Draco: Representing, Applying & Learning Visualization Design Guidelines

From academic courses to online articles, discussions of visualization often abound with design guidelines: Don’t use pie charts! Don’t use rainbow color maps! Ensure axes include zero! When applied in a proper context, such guidelines help prevent misleading visualizations. However, such guidelines are not always well-known, and are themselves subject to debate among practitioners, in part because the “proper context” may not be obvious.

As a result, design guidelines can be challenging to apply, relying on people’s judgment and expertise. What guidelines does my design adhere to? Are there exceptions to the “rules”? For example, we are often told a chart’s axes should include zero, but what if we are using log scales, or using color encodings — are we breaking the rule if not using zero? An additional difficulty is that current guidelines are a bit like folklore: though often grounded in perceptual studies, guidelines are passed down in classes and writings largely as “folk wisdom” rather than concrete, contestable propositions. Furthermore, guidelines may be unfairly written off as “thou shalt not…” proscriptions of purists, rather than serving as resources that directly assist design.

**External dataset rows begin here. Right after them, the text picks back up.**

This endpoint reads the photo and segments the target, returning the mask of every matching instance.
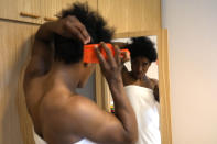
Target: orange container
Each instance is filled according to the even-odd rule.
[[[84,63],[99,63],[96,52],[95,52],[95,46],[99,46],[99,44],[88,44],[84,46],[84,57],[83,62]],[[109,43],[107,43],[108,48],[111,51],[112,55],[115,55],[113,46]],[[104,48],[100,49],[101,54],[105,58],[107,58],[106,52]],[[120,49],[121,52],[127,52],[130,53],[128,49]],[[121,55],[120,55],[121,56]]]

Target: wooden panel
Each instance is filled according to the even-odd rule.
[[[161,136],[162,144],[172,144],[171,128],[171,102],[170,102],[170,71],[167,31],[162,30],[159,34],[159,88],[161,104]]]
[[[21,16],[20,13],[24,12],[29,16]],[[41,23],[41,19],[32,18],[40,16],[41,14],[41,0],[1,0],[0,1],[0,18]],[[32,15],[32,16],[31,16]]]
[[[43,22],[56,20],[56,15],[61,13],[63,9],[69,8],[74,2],[87,2],[89,7],[97,10],[97,0],[43,0],[42,1],[42,16]],[[45,20],[47,18],[48,20]]]
[[[128,31],[129,0],[98,0],[98,11],[117,33]]]
[[[22,78],[36,29],[0,21],[0,144],[34,144]]]
[[[160,0],[99,0],[98,11],[116,33],[161,29]]]
[[[129,0],[128,32],[161,29],[160,0]]]

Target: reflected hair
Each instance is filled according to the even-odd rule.
[[[99,13],[93,11],[87,3],[74,3],[69,9],[63,10],[59,19],[68,15],[76,16],[86,27],[91,37],[91,43],[110,42],[113,29],[107,26],[107,22]],[[84,44],[79,40],[66,38],[58,34],[54,36],[55,60],[65,64],[78,63],[83,58]]]
[[[158,58],[154,44],[149,37],[140,36],[132,37],[131,43],[126,46],[130,51],[131,59],[137,57],[147,57],[150,63],[155,62]]]

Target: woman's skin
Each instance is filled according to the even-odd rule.
[[[124,66],[122,69],[123,85],[137,85],[150,88],[154,92],[155,100],[159,101],[159,81],[147,76],[150,66],[151,63],[147,57],[135,57],[131,59],[132,71],[128,71]]]

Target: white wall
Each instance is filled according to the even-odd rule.
[[[162,0],[173,144],[217,144],[217,0]]]

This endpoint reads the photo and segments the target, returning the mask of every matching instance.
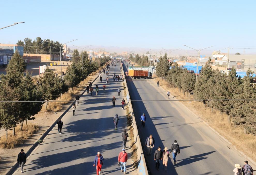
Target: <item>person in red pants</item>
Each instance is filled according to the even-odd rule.
[[[99,174],[100,174],[101,167],[103,164],[102,161],[104,160],[103,156],[100,154],[100,153],[99,151],[97,155],[95,157],[95,159],[93,162],[93,166],[95,167],[96,165],[96,172],[97,173],[97,175],[99,175]]]

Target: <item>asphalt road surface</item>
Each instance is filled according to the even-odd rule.
[[[124,65],[126,63],[124,62]],[[181,103],[167,101],[167,92],[157,87],[153,80],[128,78],[126,81],[131,100],[152,100],[132,102],[144,154],[151,174],[232,174],[235,163],[243,165],[247,159]],[[167,101],[154,101],[165,100]],[[147,117],[144,128],[140,126],[140,117],[143,113]],[[155,144],[152,154],[147,156],[145,141],[150,134],[153,135]],[[163,169],[162,161],[159,170],[157,171],[153,153],[159,146],[162,150],[164,147],[170,149],[175,140],[180,148],[176,165],[174,165],[172,157],[171,161],[168,162],[167,172]]]
[[[97,78],[93,84],[93,95],[86,92],[80,98],[75,116],[71,109],[62,119],[62,134],[58,134],[57,126],[54,128],[29,157],[22,174],[96,174],[93,162],[99,151],[104,159],[101,175],[120,174],[120,167],[117,165],[118,156],[123,148],[121,136],[124,129],[127,129],[127,121],[126,110],[123,110],[121,104],[124,95],[123,82],[114,82],[112,78],[114,73],[118,75],[121,72],[119,64],[116,64],[118,65],[115,68],[110,66],[108,84],[106,83],[106,74],[102,74],[102,83]],[[107,86],[105,92],[104,84]],[[96,97],[94,90],[97,84],[100,90]],[[121,91],[119,98],[119,87]],[[113,96],[117,101],[112,108]],[[95,100],[104,101],[93,101]],[[120,120],[115,130],[113,120],[116,114]],[[129,145],[128,141],[127,146]],[[137,174],[132,167],[131,148],[128,147],[127,149],[126,172]],[[20,174],[19,168],[14,174]]]

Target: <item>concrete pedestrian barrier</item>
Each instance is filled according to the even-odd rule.
[[[140,139],[139,135],[138,128],[137,127],[135,117],[133,113],[132,106],[130,100],[130,94],[129,94],[129,91],[128,90],[127,83],[126,82],[126,78],[125,76],[124,76],[124,71],[123,68],[123,71],[122,73],[124,74],[124,90],[126,93],[126,101],[128,102],[127,103],[127,106],[129,109],[129,114],[131,115],[132,117],[132,122],[131,126],[133,128],[134,135],[134,143],[133,143],[135,144],[137,149],[136,152],[138,156],[137,157],[138,162],[138,169],[139,172],[139,174],[148,175],[148,169],[146,164],[146,162],[144,157],[143,151],[142,150],[142,147],[140,143]]]

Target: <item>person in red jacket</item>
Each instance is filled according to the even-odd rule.
[[[128,159],[128,155],[127,153],[125,152],[125,150],[123,149],[122,150],[122,152],[119,153],[118,155],[118,163],[120,163],[120,167],[121,169],[121,172],[123,172],[123,166],[124,166],[124,174],[126,174],[126,162]]]
[[[93,162],[93,166],[96,165],[96,172],[97,173],[97,175],[99,175],[100,173],[100,171],[101,170],[101,167],[103,164],[102,161],[104,160],[103,156],[99,151],[97,153],[97,155],[95,157],[95,159]]]

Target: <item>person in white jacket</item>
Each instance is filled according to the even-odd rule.
[[[169,97],[170,96],[170,91],[168,91],[167,92],[167,97],[168,97],[168,98],[169,98]]]

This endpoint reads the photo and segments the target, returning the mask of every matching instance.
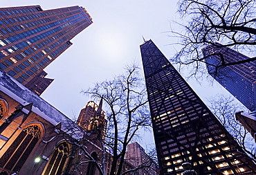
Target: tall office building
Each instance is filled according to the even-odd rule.
[[[0,67],[26,85],[91,24],[86,10],[79,6],[0,8]]]
[[[127,151],[125,154],[125,160],[131,163],[134,167],[143,167],[136,172],[137,175],[156,175],[159,174],[159,169],[156,163],[145,151],[140,144],[132,142],[127,145]]]
[[[54,80],[53,79],[45,77],[47,74],[45,71],[42,71],[29,81],[26,84],[26,86],[31,91],[40,95]]]
[[[256,166],[160,50],[149,40],[141,55],[162,174],[255,174]]]
[[[217,44],[221,46],[219,44]],[[221,55],[226,63],[236,62],[250,57],[228,47],[210,45],[203,50],[208,56],[207,69],[210,75],[250,111],[256,110],[256,61],[220,67]],[[212,64],[212,65],[210,65]]]

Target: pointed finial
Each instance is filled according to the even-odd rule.
[[[98,106],[98,110],[97,110],[97,113],[98,114],[100,114],[101,111],[102,110],[102,100],[103,100],[103,98],[101,98],[100,103],[99,103],[99,106]]]
[[[146,40],[145,40],[145,38],[143,37],[143,39],[144,42],[147,42]]]

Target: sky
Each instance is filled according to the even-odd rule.
[[[179,20],[177,0],[11,0],[1,7],[40,5],[43,10],[80,6],[93,23],[71,40],[73,45],[44,71],[55,80],[41,97],[71,119],[90,99],[81,93],[96,82],[111,80],[125,65],[136,62],[142,68],[140,44],[143,36],[155,43],[168,59],[176,52],[168,37],[173,21]],[[181,21],[182,22],[182,21]],[[185,73],[182,75],[186,76]],[[216,94],[228,94],[219,84],[194,80],[190,85],[207,102]],[[147,149],[154,142],[152,133],[141,133],[138,142]]]

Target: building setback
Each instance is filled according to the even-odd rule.
[[[218,47],[218,46],[219,47]],[[250,57],[219,44],[203,50],[209,74],[251,111],[256,110],[256,61],[219,67],[221,55],[226,64]],[[212,66],[212,65],[214,66]]]
[[[92,23],[87,11],[79,6],[0,8],[0,68],[26,86]]]
[[[152,40],[140,45],[161,174],[255,174],[256,166]]]

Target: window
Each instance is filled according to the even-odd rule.
[[[54,150],[44,174],[61,174],[68,160],[68,151],[67,142],[60,143]]]
[[[96,162],[98,161],[98,155],[97,155],[95,151],[93,151],[91,154],[91,156],[94,159],[94,160],[95,160]],[[86,175],[94,175],[95,168],[96,168],[95,163],[94,163],[93,162],[90,162],[88,165]]]
[[[33,75],[34,73],[33,73],[33,72],[31,72],[31,71],[30,71],[30,70],[28,70],[28,71],[27,71],[27,73],[28,73],[28,75]]]
[[[25,128],[0,159],[0,167],[19,172],[40,139],[41,131],[37,125]]]
[[[21,69],[25,69],[26,68],[25,66],[23,65],[22,64],[19,64],[19,67],[20,67]]]
[[[8,73],[9,75],[12,75],[12,77],[13,77],[13,76],[15,76],[15,75],[16,75],[16,73],[15,73],[15,72],[14,72],[14,71],[9,71],[8,72]]]
[[[10,62],[9,60],[6,60],[4,62],[8,65],[8,66],[12,66],[13,64],[12,62]]]
[[[17,68],[17,67],[15,67],[14,68],[13,68],[13,70],[15,70],[16,72],[17,72],[17,73],[19,73],[20,71],[21,71],[21,70],[20,70],[19,68]]]
[[[31,68],[30,69],[31,69],[31,70],[32,70],[32,71],[33,71],[34,73],[35,73],[35,72],[37,72],[37,69],[35,69],[34,67]]]
[[[22,77],[24,77],[25,79],[29,78],[29,76],[26,75],[26,73],[22,74]]]

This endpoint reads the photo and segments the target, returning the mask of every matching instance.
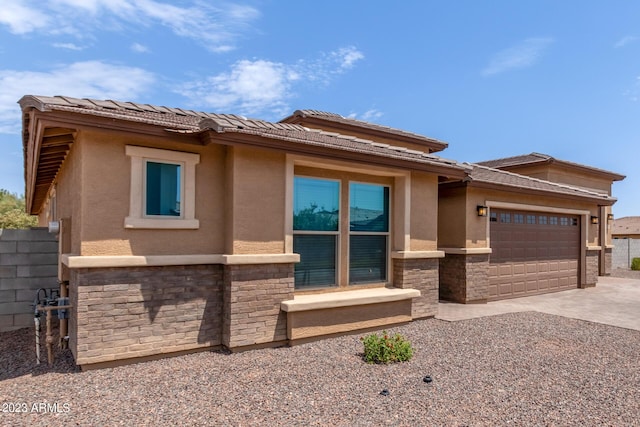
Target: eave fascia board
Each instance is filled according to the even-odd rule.
[[[202,139],[206,141],[206,144],[243,145],[254,148],[284,151],[289,154],[317,156],[332,160],[350,160],[362,164],[430,172],[439,176],[458,179],[463,179],[467,176],[467,169],[461,166],[444,166],[434,165],[432,163],[411,162],[408,160],[395,159],[375,154],[355,153],[352,151],[332,149],[330,147],[319,147],[310,144],[307,145],[303,143],[296,143],[294,141],[285,141],[278,138],[270,138],[263,135],[249,133],[217,133],[215,131],[208,130],[202,135]]]

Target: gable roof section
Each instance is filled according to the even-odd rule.
[[[391,135],[397,140],[423,146],[429,153],[442,151],[449,145],[446,142],[429,138],[424,135],[419,135],[417,133],[407,132],[402,129],[382,126],[318,110],[296,110],[291,116],[280,120],[280,123],[297,123],[310,127],[314,127],[315,125],[320,128],[322,128],[323,125],[329,124],[330,127],[338,128],[341,132],[344,131],[344,133],[349,133],[357,131],[359,133],[370,135],[372,139],[375,139],[376,136],[380,135],[387,135],[387,137]]]
[[[73,124],[77,122],[92,125],[97,118],[109,120],[101,123],[102,127],[117,128],[122,123],[137,123],[155,127],[162,132],[194,135],[203,144],[244,144],[274,148],[291,153],[421,170],[457,179],[464,178],[470,169],[458,162],[419,150],[410,150],[336,132],[309,129],[295,123],[272,123],[234,114],[214,114],[133,102],[65,96],[27,95],[20,99],[19,104],[23,111],[26,195],[27,206],[31,213],[37,213],[66,153],[73,144]],[[32,109],[41,113],[63,113],[66,116],[65,123],[69,124],[66,129],[66,145],[61,148],[63,154],[48,159],[50,161],[46,164],[46,171],[42,163],[43,157],[41,157],[43,144],[33,141],[39,136],[35,135],[36,132],[31,129],[29,111]],[[40,151],[29,154],[30,149],[36,150],[30,147],[30,144],[34,147],[38,146]]]
[[[611,234],[614,236],[639,235],[640,216],[625,216],[613,220]]]
[[[565,198],[588,199],[601,205],[612,205],[615,197],[596,191],[587,190],[567,184],[558,184],[526,175],[490,168],[480,164],[469,164],[473,169],[469,174],[467,185],[498,190],[510,190],[522,193],[538,193]]]
[[[564,166],[572,169],[579,169],[584,172],[600,175],[604,178],[610,179],[612,181],[622,181],[626,177],[624,175],[611,172],[608,170],[594,168],[592,166],[582,165],[580,163],[568,162],[566,160],[559,160],[555,157],[552,157],[548,154],[542,153],[530,153],[530,154],[522,154],[519,156],[512,157],[504,157],[496,160],[487,160],[483,162],[477,162],[476,164],[482,166],[488,166],[490,168],[495,169],[504,169],[504,170],[517,170],[523,166],[534,166],[539,164],[557,164],[559,166]]]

The Draco project aims to make design guidelines concrete, actionable, and testable. By encoding guidelines as logical rules, we can build computational knowledge bases for automatically assessing existing charts and generating new recommended charts. Draco can warn you if your chart violates design rules and provide design suggestions, even for ambiguous requests such as “visualize the horsepower of these cars using a bar chart.” By formalizing design guidelines as constraints, visualization researchers and practitioners can add their own design considerations and directly test the results, seeing how different rules and weightings change which visualizations are considered the most preferable.

In this article, we explain how to encode design guidelines in Draco, how Draco can be adapted quickly to incorporate new rules, and how we use machine learning to learn preference weights among guidelines. More details are available in our InfoVis 2018 research paper about Draco.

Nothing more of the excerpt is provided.